Through their analysis of HCV-infected liver cells in live culture, Jones and his team were able to demonstrate the use of the cell-based fluorescent reporter system to capture live images of drug inhibition of HCV, and the virus spreading by an alternate entry route. The researchers discovered that infected cells undergo a transient stress response, shown by the appearance of stress granules late in infection.

The technique also enabled the imaging of HCV infection in primary human hepatocytes for the first time. “Visualization of primary hepatocyte infection may be an especially valuable advance,” said Jones. “Using this system we may begin to unravel the ways in which HCV causes disease, something that is difficult when studying infection of already cancerous hepatoma cell lines.”

Seeking hepatitis C’s secrets
By enabling the analysis of live cultures, Jones hopes the new system will shed light on some of the mystery surrounding HCV. According to Jones, previous systems were limited to only one viral strain and one cell line.

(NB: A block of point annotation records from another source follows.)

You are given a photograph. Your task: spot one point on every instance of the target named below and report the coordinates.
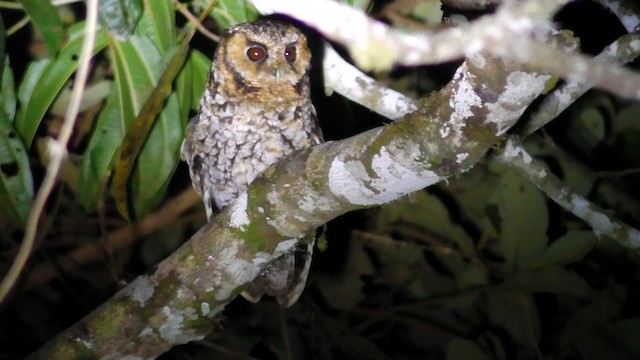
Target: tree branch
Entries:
(179, 302)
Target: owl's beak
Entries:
(276, 74)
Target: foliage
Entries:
(483, 267)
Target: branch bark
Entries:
(181, 300)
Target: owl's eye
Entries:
(290, 53)
(256, 53)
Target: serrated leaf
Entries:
(120, 17)
(93, 95)
(8, 91)
(158, 159)
(158, 23)
(46, 19)
(516, 313)
(49, 78)
(358, 4)
(571, 247)
(620, 331)
(550, 279)
(139, 66)
(524, 220)
(427, 212)
(190, 83)
(101, 150)
(16, 181)
(463, 349)
(231, 12)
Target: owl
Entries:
(255, 110)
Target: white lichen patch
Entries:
(85, 343)
(520, 90)
(172, 327)
(141, 289)
(204, 308)
(391, 180)
(239, 217)
(237, 271)
(461, 157)
(462, 102)
(348, 179)
(474, 56)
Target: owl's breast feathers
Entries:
(231, 142)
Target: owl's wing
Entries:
(189, 153)
(316, 131)
(286, 278)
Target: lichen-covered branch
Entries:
(347, 80)
(515, 155)
(627, 11)
(620, 51)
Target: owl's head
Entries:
(263, 61)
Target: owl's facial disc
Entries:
(265, 63)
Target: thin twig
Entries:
(184, 11)
(58, 150)
(115, 240)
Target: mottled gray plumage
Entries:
(255, 110)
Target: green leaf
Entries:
(571, 247)
(16, 181)
(516, 313)
(138, 67)
(346, 290)
(49, 78)
(158, 23)
(158, 159)
(230, 12)
(358, 4)
(463, 349)
(101, 150)
(523, 220)
(190, 83)
(3, 38)
(8, 91)
(550, 279)
(427, 212)
(46, 19)
(93, 95)
(120, 17)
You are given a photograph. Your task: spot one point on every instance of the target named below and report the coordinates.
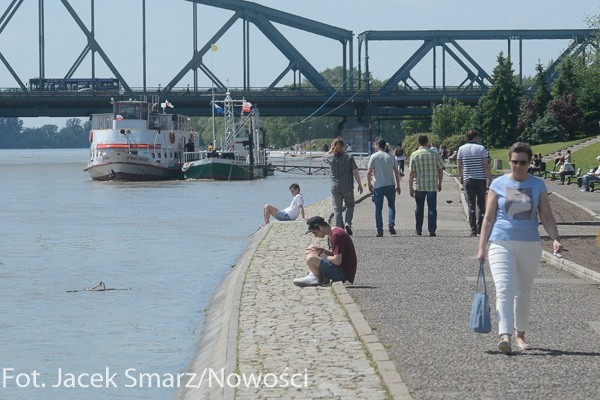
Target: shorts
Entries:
(281, 216)
(331, 271)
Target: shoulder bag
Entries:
(480, 311)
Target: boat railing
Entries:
(194, 155)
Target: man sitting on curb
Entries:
(290, 213)
(325, 266)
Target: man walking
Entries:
(343, 169)
(425, 180)
(474, 170)
(387, 183)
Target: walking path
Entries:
(415, 293)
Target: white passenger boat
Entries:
(138, 142)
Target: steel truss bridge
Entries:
(287, 95)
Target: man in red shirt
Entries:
(325, 266)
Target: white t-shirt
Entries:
(293, 211)
(384, 165)
(517, 212)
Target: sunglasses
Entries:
(520, 162)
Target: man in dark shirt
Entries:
(342, 169)
(325, 266)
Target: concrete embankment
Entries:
(301, 342)
(415, 293)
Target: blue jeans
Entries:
(589, 178)
(389, 192)
(338, 200)
(330, 271)
(431, 210)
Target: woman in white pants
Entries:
(514, 202)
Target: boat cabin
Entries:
(138, 115)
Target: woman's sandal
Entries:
(523, 346)
(504, 347)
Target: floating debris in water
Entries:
(100, 287)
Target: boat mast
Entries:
(230, 128)
(212, 89)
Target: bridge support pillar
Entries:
(356, 134)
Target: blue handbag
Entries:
(480, 311)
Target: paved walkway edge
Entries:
(587, 210)
(570, 267)
(386, 368)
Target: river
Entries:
(163, 245)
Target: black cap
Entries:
(314, 223)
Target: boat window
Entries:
(132, 111)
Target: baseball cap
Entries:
(314, 223)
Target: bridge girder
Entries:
(276, 100)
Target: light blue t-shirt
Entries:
(517, 214)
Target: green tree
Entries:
(546, 129)
(566, 81)
(500, 106)
(542, 95)
(451, 117)
(588, 72)
(416, 125)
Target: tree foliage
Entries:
(451, 117)
(546, 129)
(14, 136)
(542, 95)
(500, 106)
(567, 114)
(566, 81)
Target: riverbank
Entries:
(414, 293)
(301, 341)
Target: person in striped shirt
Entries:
(425, 180)
(475, 176)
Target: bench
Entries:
(550, 173)
(554, 174)
(577, 177)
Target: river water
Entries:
(163, 245)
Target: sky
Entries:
(170, 37)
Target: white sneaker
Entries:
(308, 280)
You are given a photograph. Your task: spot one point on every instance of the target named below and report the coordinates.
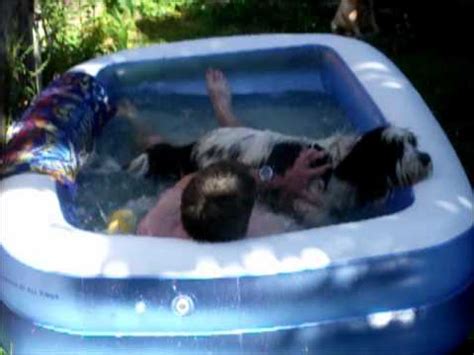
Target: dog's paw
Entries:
(139, 166)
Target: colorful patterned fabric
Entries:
(56, 134)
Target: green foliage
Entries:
(76, 31)
(21, 81)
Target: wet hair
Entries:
(217, 203)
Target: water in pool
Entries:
(103, 187)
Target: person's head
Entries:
(217, 203)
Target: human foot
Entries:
(220, 96)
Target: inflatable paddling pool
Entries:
(401, 282)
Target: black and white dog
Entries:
(365, 168)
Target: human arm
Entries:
(295, 180)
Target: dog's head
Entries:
(382, 159)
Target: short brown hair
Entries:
(217, 203)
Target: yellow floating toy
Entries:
(122, 221)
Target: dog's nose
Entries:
(425, 159)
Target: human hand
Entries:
(296, 180)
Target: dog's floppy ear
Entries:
(370, 165)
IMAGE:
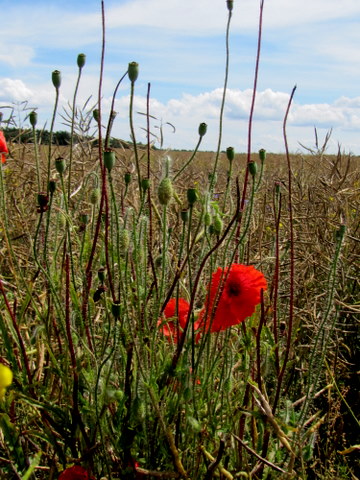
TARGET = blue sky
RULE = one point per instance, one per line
(180, 46)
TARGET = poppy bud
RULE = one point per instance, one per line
(116, 310)
(165, 191)
(230, 4)
(96, 115)
(52, 186)
(217, 225)
(95, 196)
(262, 155)
(60, 165)
(192, 196)
(133, 71)
(202, 129)
(56, 78)
(33, 118)
(102, 274)
(252, 166)
(81, 60)
(230, 153)
(145, 184)
(109, 159)
(184, 214)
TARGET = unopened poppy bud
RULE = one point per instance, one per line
(133, 71)
(230, 154)
(116, 310)
(165, 191)
(96, 115)
(109, 159)
(102, 274)
(56, 78)
(192, 196)
(262, 154)
(43, 200)
(230, 4)
(60, 165)
(81, 60)
(252, 166)
(84, 218)
(124, 240)
(33, 118)
(52, 186)
(207, 219)
(127, 178)
(145, 184)
(184, 214)
(202, 129)
(217, 225)
(95, 196)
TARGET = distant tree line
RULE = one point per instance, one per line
(62, 137)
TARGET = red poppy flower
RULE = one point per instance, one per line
(3, 147)
(171, 328)
(233, 295)
(75, 473)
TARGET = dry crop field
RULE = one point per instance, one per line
(125, 366)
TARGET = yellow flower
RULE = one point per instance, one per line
(6, 377)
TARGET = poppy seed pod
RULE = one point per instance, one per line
(230, 4)
(52, 186)
(95, 196)
(262, 154)
(192, 196)
(133, 71)
(145, 184)
(81, 60)
(127, 178)
(96, 115)
(230, 154)
(252, 166)
(60, 165)
(165, 191)
(109, 159)
(56, 78)
(116, 310)
(33, 118)
(202, 129)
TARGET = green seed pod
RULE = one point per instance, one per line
(252, 166)
(230, 4)
(56, 78)
(207, 219)
(217, 225)
(96, 115)
(165, 191)
(184, 214)
(33, 118)
(202, 129)
(230, 153)
(102, 274)
(109, 159)
(60, 165)
(145, 184)
(192, 196)
(133, 71)
(42, 199)
(124, 240)
(95, 196)
(52, 186)
(116, 310)
(262, 155)
(81, 60)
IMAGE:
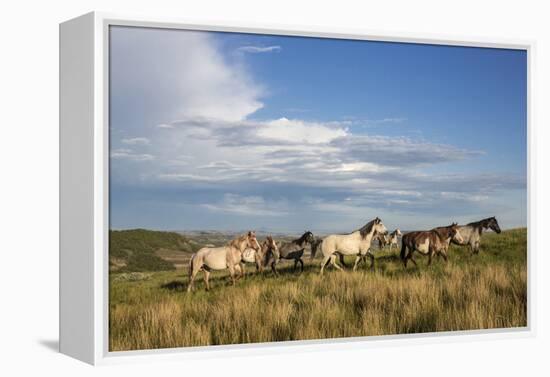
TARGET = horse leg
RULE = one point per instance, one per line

Naturally HCV is far more diverse, with seven distinct genotypes, which the new technique can analyze.

“It would be ideal to study all of these in the lab, but finding new HCV strains that are able to grow in culture requires the ability to detect them,” said Jones. This is exactly what the new analysis technique can do, without destroying the samples, he says.

The new technique is sensitive and able to detect infection earlier than other methods because the fluorescent protein is already highly expressed in the cells and does not need to be made by the virus. Also advantageous is its ability to image individual living cells as they are infected in real time; this allows researchers to correlate infection with other cellular processes.

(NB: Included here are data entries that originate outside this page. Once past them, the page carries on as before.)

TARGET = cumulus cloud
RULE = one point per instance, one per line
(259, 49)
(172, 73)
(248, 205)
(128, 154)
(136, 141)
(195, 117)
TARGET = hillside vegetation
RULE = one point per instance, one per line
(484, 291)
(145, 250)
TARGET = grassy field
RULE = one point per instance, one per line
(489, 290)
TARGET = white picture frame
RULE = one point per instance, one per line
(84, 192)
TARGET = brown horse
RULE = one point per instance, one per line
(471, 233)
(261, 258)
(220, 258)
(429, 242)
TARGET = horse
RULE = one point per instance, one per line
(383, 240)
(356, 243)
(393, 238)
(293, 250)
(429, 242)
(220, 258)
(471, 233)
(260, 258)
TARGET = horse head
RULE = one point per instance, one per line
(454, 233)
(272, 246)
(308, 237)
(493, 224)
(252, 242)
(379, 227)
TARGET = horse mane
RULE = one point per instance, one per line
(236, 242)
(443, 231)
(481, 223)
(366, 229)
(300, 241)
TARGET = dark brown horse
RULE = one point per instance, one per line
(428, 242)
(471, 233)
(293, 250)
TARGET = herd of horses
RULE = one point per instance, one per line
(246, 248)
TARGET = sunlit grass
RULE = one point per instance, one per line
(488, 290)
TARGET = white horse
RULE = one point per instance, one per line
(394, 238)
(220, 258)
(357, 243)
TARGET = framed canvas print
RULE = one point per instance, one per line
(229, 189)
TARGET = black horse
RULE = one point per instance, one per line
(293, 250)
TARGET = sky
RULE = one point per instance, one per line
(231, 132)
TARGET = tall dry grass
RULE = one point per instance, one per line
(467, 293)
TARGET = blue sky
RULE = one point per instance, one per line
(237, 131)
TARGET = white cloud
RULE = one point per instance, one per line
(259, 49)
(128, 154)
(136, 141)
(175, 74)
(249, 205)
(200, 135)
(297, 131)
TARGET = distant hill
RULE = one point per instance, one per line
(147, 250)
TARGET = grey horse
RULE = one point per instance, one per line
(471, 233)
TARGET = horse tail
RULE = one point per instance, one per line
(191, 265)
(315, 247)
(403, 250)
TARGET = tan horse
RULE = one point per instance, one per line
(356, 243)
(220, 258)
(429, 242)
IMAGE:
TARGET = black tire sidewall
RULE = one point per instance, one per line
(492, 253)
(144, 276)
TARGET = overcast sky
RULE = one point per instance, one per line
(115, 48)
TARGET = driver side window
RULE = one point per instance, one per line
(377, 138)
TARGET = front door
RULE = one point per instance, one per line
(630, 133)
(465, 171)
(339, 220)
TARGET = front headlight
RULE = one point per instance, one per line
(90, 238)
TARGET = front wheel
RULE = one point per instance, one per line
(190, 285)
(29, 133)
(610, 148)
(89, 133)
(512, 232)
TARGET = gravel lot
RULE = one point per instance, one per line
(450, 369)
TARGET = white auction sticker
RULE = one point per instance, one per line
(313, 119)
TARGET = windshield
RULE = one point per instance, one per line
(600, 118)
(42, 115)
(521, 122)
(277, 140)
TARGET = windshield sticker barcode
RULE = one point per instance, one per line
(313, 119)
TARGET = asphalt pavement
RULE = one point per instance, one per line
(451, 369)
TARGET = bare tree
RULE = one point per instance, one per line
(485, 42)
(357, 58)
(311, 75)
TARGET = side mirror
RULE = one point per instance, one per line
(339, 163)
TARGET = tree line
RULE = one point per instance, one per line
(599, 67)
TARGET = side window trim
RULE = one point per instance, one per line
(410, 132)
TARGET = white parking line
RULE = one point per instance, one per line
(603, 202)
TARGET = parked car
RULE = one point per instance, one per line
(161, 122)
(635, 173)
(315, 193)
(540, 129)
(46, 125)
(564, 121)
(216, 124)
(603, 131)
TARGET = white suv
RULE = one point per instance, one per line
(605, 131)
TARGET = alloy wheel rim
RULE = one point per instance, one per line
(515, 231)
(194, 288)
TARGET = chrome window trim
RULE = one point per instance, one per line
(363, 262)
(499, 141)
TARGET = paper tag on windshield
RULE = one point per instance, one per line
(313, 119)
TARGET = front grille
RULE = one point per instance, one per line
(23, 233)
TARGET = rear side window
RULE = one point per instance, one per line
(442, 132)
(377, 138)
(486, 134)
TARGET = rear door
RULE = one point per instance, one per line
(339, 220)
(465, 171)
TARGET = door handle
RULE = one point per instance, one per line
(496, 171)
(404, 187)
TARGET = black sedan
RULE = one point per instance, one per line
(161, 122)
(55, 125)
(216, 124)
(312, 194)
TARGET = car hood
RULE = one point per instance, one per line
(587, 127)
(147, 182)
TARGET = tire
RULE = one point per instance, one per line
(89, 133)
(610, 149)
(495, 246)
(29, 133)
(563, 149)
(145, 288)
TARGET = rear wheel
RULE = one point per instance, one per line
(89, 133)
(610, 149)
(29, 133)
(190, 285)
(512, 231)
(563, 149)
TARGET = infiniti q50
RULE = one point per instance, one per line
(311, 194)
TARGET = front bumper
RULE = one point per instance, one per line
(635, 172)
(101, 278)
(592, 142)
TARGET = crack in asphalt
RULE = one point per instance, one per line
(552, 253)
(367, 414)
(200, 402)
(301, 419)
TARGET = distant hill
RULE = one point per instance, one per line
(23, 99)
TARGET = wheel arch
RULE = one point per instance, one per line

According to Jones, this technique was specifically designed for hepatitis C, and only works through the NS3-4A and IPS-1 pathway. “We were careful to demonstrate that cleavage of the reporter is specific for HCV infection,” said Jones. “Other viruses—such as yellow fever and Venezuelan equine encephalitis virus, which express their own viral proteases—did not cause cleavage of the reporter. These findings tell us that the reporter was specific for HCV.” However, it may be possible to tailor the reporter to allow detection of other viruses that don’t naturally target IPS-1, which is something the researchers hope to explore.

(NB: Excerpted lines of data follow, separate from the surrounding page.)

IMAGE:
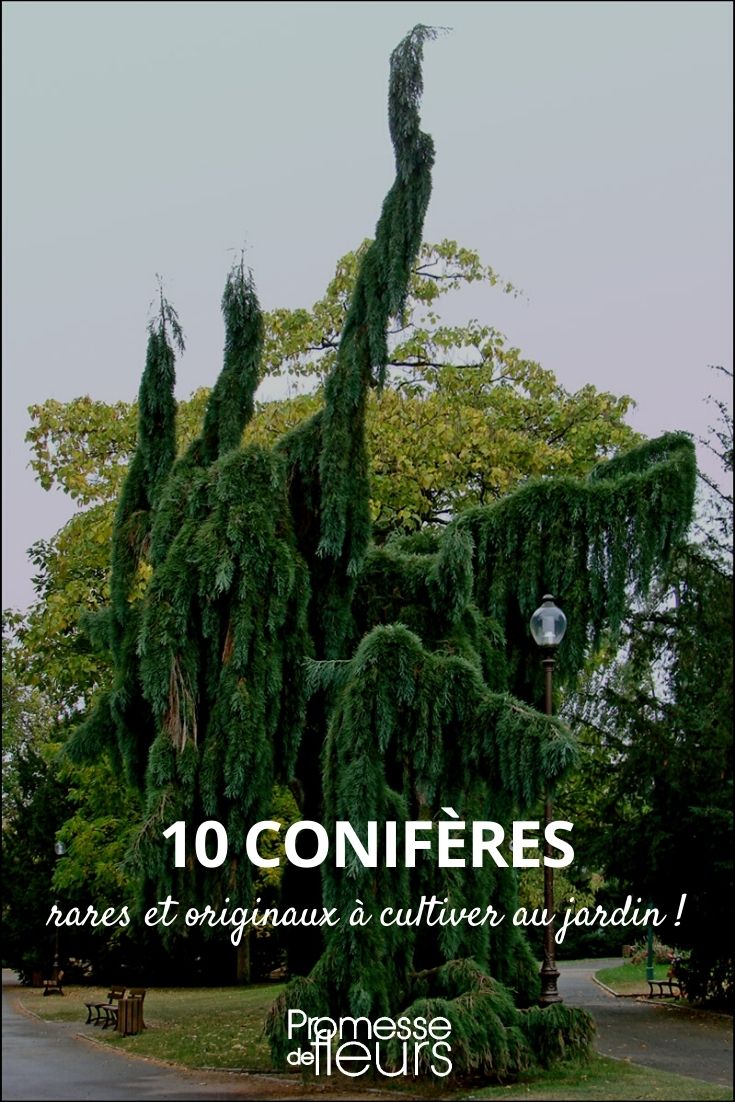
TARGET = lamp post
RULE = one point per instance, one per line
(548, 626)
(60, 850)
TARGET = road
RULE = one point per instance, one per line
(670, 1038)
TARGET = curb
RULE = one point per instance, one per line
(615, 994)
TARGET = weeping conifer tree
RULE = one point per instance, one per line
(276, 641)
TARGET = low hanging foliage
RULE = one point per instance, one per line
(274, 641)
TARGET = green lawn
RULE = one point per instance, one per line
(630, 979)
(604, 1078)
(222, 1027)
(204, 1027)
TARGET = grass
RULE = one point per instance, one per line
(204, 1027)
(630, 979)
(603, 1078)
(222, 1027)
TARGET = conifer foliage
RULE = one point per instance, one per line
(274, 640)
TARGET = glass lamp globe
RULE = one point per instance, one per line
(548, 624)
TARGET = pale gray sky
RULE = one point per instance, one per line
(583, 148)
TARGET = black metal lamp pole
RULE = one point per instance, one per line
(548, 627)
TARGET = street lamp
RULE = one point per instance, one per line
(60, 850)
(548, 626)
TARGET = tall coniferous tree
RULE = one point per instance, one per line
(276, 641)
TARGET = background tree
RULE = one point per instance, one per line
(656, 726)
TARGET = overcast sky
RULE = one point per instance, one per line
(583, 148)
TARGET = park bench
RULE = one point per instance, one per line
(53, 986)
(669, 984)
(103, 1012)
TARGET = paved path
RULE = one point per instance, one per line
(667, 1037)
(45, 1060)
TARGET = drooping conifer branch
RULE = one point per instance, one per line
(261, 560)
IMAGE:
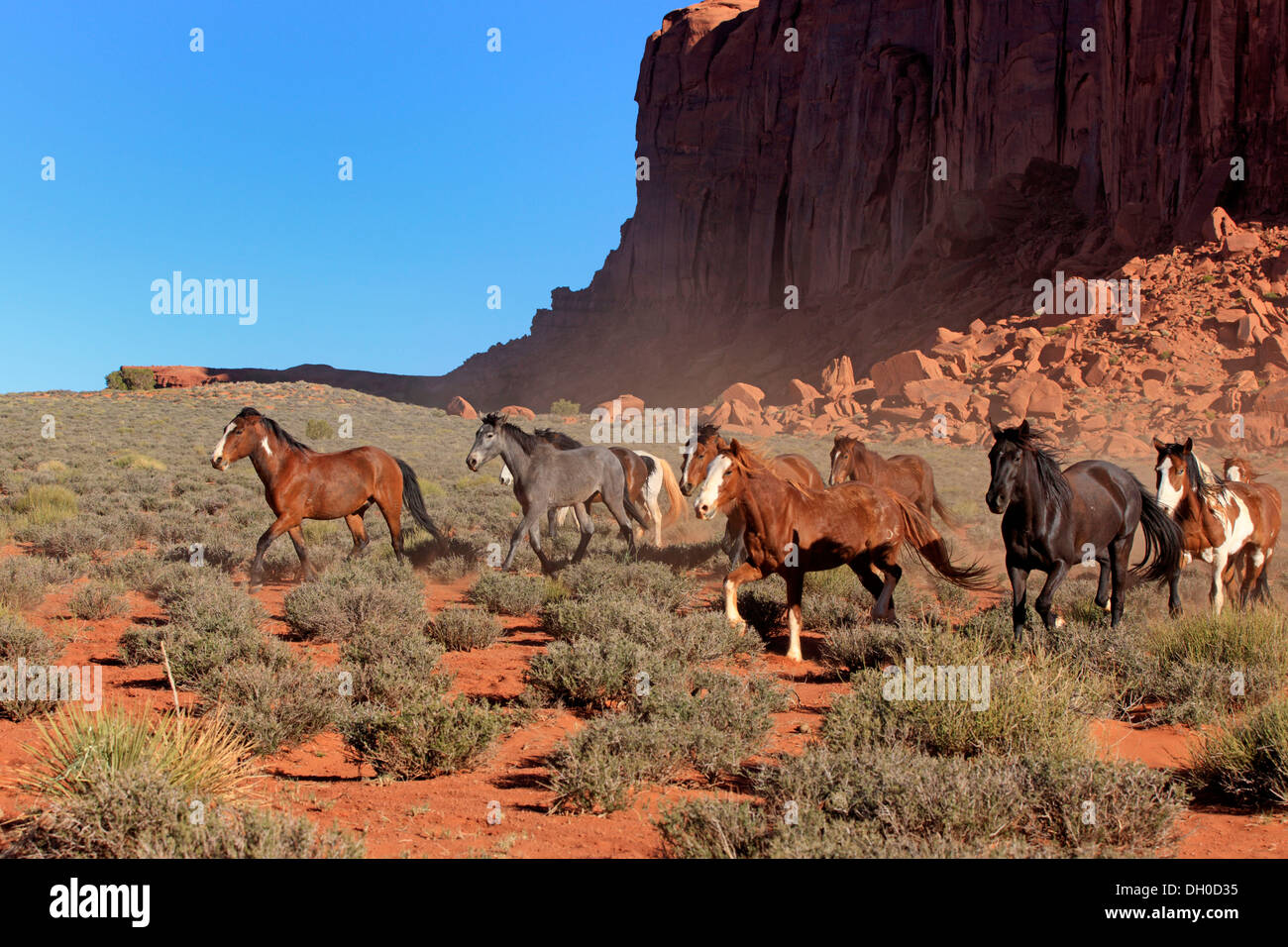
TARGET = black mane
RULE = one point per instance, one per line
(558, 438)
(1047, 460)
(275, 429)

The Rockefeller researchers will continue to screen for infections using patient isolates in primary hepatocyes to work toward developing treatments for HCV infection. The researchers will also continue to correlate infection and cellular responses to understand the interactions between the virus and host. “Now that we have developed a way of tracking HCV in culture, we will certainly continue to use it to study this important human pathogen,” said Jones.

Funding for this research was provided by grants from the Public Health Service, and the National Institutes of Health Office of the Director Roadmap for Medical Research Initiative. The paper, “Real-time imaging of hepatitis C virus infection using a fluorescent cell-based reporter system,” was published Jan. 31, 2010 in Nature Biotechnology.